И он рассказал все об Алеше, о том, как они искали воду, и как расстались в Хабаровске, и как Алеша обещал приехать в стойбище, и как он, Заксор, летел над Амуром. Потом он раскрыл портфель и достал книгу.
— Тут тоже есть насчет вода. Алеша читал, — сказал он и похлопал по книге. — Есть еще письмо.
Это было приятно — приносить хорошие новости. Но теперь его ждали в доме Актанки, и лучше он придет еще раз завтра утром.
— Ничего-то толком ты мне не рассказал, Заксор! — сказала Маркова с укором.
— Сначала письмо читай надо. Потом приду, все могу рассказать. Алеша мне как брат теперь. Если приедет, может жить у меня. Хочет на охоту идти — идем на охоту. Хочет долго жить в доме — пускай живет сколько хочет. Что есть — все пополам надо.
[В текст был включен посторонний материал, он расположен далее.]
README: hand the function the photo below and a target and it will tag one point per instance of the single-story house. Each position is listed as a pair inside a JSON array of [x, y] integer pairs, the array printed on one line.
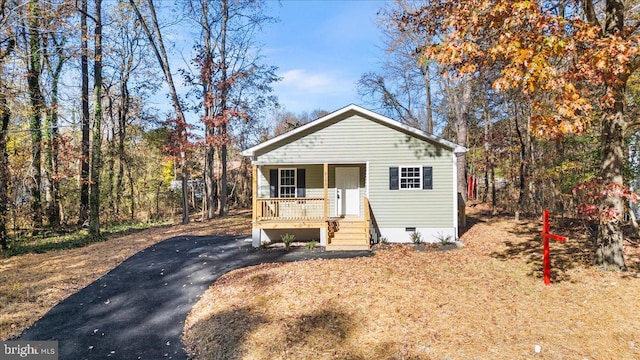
[[352, 178]]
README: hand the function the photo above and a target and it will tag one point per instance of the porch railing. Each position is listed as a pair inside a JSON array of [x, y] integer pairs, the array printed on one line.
[[290, 209]]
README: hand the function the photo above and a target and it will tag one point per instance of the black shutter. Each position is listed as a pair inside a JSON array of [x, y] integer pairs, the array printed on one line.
[[273, 183], [427, 178], [301, 190], [393, 178]]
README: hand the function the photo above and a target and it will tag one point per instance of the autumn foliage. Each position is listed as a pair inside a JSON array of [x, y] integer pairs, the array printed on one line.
[[557, 60]]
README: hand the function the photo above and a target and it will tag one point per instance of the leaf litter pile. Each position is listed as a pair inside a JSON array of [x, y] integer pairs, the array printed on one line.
[[486, 300], [31, 284]]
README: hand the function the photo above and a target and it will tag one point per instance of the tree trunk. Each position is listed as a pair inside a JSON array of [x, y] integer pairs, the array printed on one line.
[[522, 188], [5, 176], [461, 135], [96, 149], [84, 159], [609, 240], [424, 68], [52, 141], [35, 115], [222, 189], [208, 199], [159, 50]]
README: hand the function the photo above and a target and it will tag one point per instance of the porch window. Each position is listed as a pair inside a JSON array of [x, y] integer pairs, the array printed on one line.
[[410, 177], [287, 183]]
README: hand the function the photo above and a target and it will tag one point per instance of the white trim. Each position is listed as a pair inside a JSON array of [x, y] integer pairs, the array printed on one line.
[[295, 182], [366, 180], [367, 113]]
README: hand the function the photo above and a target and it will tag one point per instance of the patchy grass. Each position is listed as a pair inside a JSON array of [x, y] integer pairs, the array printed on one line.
[[40, 244], [484, 301], [32, 283]]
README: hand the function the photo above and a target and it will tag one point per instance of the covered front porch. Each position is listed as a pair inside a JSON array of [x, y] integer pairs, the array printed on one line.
[[327, 203]]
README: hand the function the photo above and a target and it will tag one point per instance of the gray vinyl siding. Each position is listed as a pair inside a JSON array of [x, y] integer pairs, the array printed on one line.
[[356, 140]]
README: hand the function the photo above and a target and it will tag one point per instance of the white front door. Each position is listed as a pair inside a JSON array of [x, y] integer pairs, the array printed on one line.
[[347, 191]]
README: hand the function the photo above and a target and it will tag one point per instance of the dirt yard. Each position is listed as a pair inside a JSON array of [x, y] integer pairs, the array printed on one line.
[[32, 284], [484, 301]]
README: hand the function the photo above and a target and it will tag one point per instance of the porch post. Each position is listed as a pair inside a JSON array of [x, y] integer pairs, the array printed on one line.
[[254, 192], [326, 191], [324, 231]]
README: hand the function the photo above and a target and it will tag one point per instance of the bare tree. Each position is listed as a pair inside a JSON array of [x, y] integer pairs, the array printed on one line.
[[157, 44]]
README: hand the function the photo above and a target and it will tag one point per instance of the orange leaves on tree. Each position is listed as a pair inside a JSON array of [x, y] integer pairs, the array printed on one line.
[[560, 64]]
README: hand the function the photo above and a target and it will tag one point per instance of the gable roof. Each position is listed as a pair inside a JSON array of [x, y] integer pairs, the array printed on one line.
[[326, 120]]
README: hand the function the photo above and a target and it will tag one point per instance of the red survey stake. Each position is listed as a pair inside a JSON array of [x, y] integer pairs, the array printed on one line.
[[546, 235]]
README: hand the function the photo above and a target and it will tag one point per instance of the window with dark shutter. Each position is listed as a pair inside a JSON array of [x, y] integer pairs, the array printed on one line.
[[287, 182], [393, 178], [273, 183], [301, 190], [427, 177]]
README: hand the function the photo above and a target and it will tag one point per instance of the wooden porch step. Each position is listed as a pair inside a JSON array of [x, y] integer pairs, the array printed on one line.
[[353, 237], [347, 247]]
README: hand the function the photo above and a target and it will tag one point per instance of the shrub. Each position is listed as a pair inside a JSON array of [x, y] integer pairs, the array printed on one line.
[[287, 239]]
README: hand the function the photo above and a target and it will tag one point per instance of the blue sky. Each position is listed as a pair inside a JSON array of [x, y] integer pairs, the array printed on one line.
[[321, 49]]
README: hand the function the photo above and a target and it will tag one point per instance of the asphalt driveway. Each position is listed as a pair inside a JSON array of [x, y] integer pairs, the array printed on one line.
[[137, 310]]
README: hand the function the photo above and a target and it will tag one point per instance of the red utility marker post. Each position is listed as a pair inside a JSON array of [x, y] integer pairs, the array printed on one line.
[[546, 235]]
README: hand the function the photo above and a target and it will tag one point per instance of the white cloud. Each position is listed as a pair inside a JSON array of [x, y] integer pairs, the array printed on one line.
[[319, 83]]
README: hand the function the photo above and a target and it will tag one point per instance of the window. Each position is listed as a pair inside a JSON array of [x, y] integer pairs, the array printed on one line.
[[287, 183], [410, 177]]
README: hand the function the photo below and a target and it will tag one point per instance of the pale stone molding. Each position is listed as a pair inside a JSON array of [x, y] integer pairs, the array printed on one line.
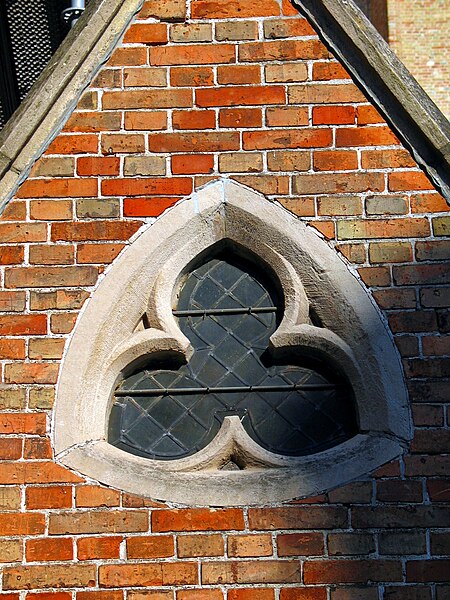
[[144, 280]]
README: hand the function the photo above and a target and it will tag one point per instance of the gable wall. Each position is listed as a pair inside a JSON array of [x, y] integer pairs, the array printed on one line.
[[248, 92]]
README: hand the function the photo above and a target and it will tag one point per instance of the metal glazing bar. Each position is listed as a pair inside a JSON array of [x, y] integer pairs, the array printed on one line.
[[246, 310], [226, 390]]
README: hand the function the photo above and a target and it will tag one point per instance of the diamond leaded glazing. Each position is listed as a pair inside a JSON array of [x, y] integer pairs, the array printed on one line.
[[228, 316]]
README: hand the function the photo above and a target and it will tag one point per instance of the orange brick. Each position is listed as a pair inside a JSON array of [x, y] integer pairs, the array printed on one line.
[[197, 519], [122, 142], [74, 144], [250, 545], [287, 116], [98, 253], [146, 33], [94, 230], [282, 50], [10, 449], [46, 549], [150, 187], [101, 521], [22, 524], [58, 188], [37, 448], [335, 160], [146, 121], [31, 373], [327, 71], [238, 74], [147, 207], [408, 180], [52, 255], [194, 119], [287, 138], [11, 255], [148, 574], [184, 164], [123, 57], [193, 54], [160, 546], [198, 142], [168, 98], [23, 232], [191, 76], [88, 496], [98, 165], [49, 497], [35, 472], [50, 276], [13, 349], [94, 548], [233, 9], [190, 546], [240, 117], [91, 122], [240, 96]]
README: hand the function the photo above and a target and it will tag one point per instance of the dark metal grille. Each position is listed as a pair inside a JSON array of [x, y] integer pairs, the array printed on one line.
[[30, 32], [229, 316]]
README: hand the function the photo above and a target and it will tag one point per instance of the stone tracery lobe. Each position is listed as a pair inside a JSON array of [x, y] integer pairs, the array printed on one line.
[[290, 410]]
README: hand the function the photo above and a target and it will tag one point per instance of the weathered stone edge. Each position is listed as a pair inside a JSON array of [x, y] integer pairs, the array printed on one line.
[[54, 95], [383, 77]]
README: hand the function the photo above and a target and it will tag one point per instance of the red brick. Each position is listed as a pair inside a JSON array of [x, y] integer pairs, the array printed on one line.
[[22, 524], [355, 571], [240, 96], [300, 544], [327, 71], [10, 448], [191, 76], [238, 74], [297, 517], [146, 33], [193, 54], [95, 230], [161, 546], [46, 549], [408, 180], [194, 119], [233, 9], [90, 122], [194, 142], [148, 574], [240, 117], [98, 165], [286, 138], [49, 497], [23, 232], [335, 160], [168, 98], [12, 349], [74, 144], [184, 164], [11, 255], [58, 188], [95, 548], [146, 121], [48, 576], [147, 207], [333, 115], [282, 50], [197, 519], [88, 496]]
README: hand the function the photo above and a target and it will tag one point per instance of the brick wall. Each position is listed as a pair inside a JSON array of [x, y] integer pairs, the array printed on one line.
[[247, 91], [418, 34]]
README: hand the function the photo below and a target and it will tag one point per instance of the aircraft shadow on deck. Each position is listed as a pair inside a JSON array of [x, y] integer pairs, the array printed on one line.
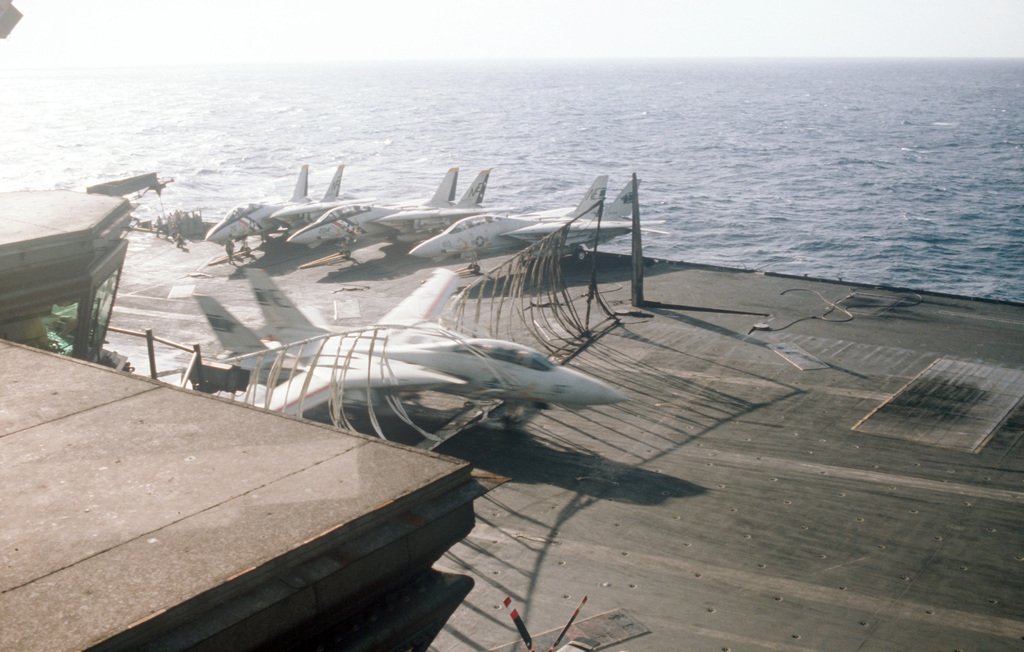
[[517, 454]]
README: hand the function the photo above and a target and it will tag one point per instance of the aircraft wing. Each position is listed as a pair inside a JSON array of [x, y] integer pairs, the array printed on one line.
[[426, 302], [314, 387]]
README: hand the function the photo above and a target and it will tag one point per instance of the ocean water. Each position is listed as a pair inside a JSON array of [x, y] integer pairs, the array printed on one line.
[[907, 173]]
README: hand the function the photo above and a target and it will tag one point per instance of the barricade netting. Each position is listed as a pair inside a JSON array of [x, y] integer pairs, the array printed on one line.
[[526, 300]]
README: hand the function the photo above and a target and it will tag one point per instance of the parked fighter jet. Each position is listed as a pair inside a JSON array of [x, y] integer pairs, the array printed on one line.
[[493, 233], [406, 350], [255, 218], [298, 215], [366, 224]]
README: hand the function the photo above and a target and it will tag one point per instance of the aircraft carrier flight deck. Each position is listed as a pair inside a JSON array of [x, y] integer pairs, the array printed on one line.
[[801, 464]]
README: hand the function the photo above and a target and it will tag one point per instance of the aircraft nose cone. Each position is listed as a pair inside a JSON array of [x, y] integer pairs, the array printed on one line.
[[425, 250]]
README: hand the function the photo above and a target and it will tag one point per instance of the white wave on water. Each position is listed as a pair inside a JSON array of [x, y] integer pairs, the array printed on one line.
[[903, 173]]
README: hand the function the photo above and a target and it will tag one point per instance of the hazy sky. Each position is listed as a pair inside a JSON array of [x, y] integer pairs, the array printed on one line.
[[77, 33]]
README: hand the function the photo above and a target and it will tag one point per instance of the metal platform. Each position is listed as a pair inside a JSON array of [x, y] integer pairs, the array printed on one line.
[[137, 516]]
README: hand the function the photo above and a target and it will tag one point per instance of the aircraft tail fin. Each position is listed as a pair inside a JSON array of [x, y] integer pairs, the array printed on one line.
[[335, 187], [474, 194], [279, 311], [445, 191], [623, 206], [593, 197], [301, 185], [231, 334]]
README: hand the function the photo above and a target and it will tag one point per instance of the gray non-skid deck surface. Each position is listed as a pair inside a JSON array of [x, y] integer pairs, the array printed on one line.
[[729, 505], [952, 403]]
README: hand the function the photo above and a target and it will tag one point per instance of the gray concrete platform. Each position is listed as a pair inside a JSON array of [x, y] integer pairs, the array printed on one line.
[[134, 515]]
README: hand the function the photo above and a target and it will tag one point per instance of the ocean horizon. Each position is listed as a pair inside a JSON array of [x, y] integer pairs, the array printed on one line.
[[895, 172]]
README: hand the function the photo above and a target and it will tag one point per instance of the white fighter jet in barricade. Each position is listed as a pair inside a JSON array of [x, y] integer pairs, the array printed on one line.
[[256, 218], [495, 233], [365, 224], [406, 350]]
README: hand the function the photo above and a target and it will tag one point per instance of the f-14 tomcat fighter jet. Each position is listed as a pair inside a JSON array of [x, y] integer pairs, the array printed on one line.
[[256, 218], [365, 224], [492, 233], [406, 350]]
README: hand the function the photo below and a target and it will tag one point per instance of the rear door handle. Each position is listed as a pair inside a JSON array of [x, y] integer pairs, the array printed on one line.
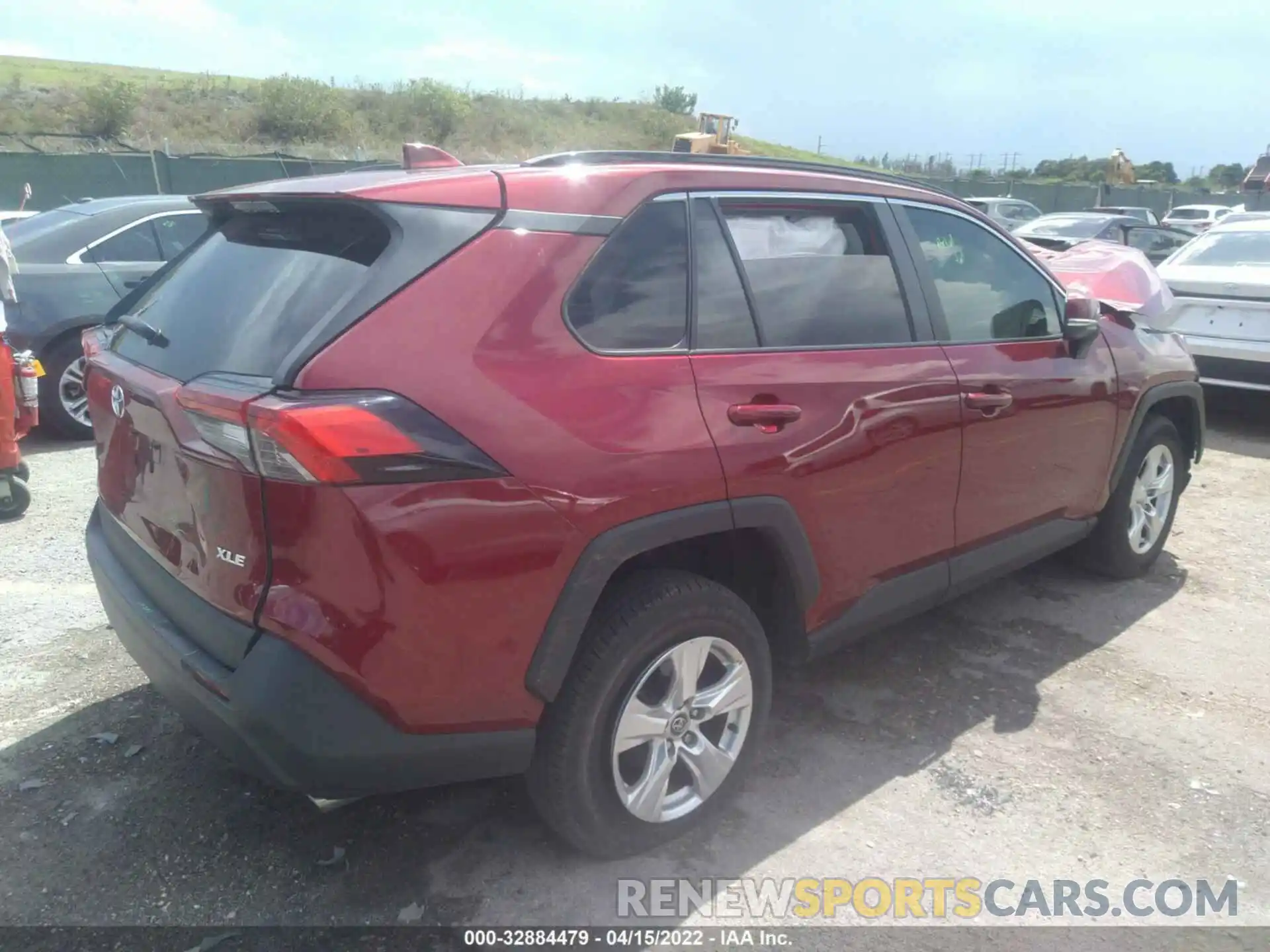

Это все верно.
Хорошо, он придет завтра и будет все рассказывать по порядку. Завтра выходной день, занятий в школе нет, и он может прийти с утра. Хорошо бы так в каждый дом в стойбище привезти по письму или какой-нибудь подарок. Тогда все были бы довольны и всем стало бы весело.
Он оставил книгу и письмо и обещал прийти утром. Был уже вечер, такой длинный и синий вечер, когда долго не темнеет, а это значит, что весна уже одолела зиму. Но в небе не было звезд, оно было затянуто, как всегда в эту пору. Днем от солнца тает лед на Амуре, и туман стоит над рекой до самого неба и заслоняет звезды. Скоро с грохотом начнет ломать лед, это самое веселое и шумное время. Ему хотелось теперь петь, как тогда в самолете. Но он столько перевидал за день и рассказал всякое, что устал. Самое лучшее было бы вытянуться сейчас на теплых канах и поспать. Но Актанка, его жена и жены сыновей ждут его рассказов, и он идет сейчас туда. Большой колхоз вырос над Амуром, это уже не прежнее глухое стойбище. Завтра он зайдет еще к старику Пассару и поздравит его с сыном. Он шел, потряхивая в руке портфель и жадно нюхал острый весенний ветер с Амура.
Аниська
развязала привезенный ей сверток. Это было Пушкин.«Посылаю тебе Пушкина, которого товарищ Дементьев достал в Иркутске. Если я к вам не приеду, то приезжай к отцу на каникулы. Я, наверно, больше месяца у него не пробуду, меня берут с собой в одну поездку. Мне совершенно необходимо тебя видеть, — писал Алеша. Слово «необходимо» было подчеркнуто. — Я тебе все расскажу, а в письме не напишешь. Так я тебя жду, и до скорого!» И внизу еще росчерк: «Алексей Прямиков».
Аниська прочла письмо. «Ах, Алешка, Алешка», — сказала она и стала смотреть поверх письма в окно. Это был уже не прежний размашистый почерк, ежедневные записи в журнале наблюдений смирили его, и даже знаков препинания было больше, чем это полагалось по тексту.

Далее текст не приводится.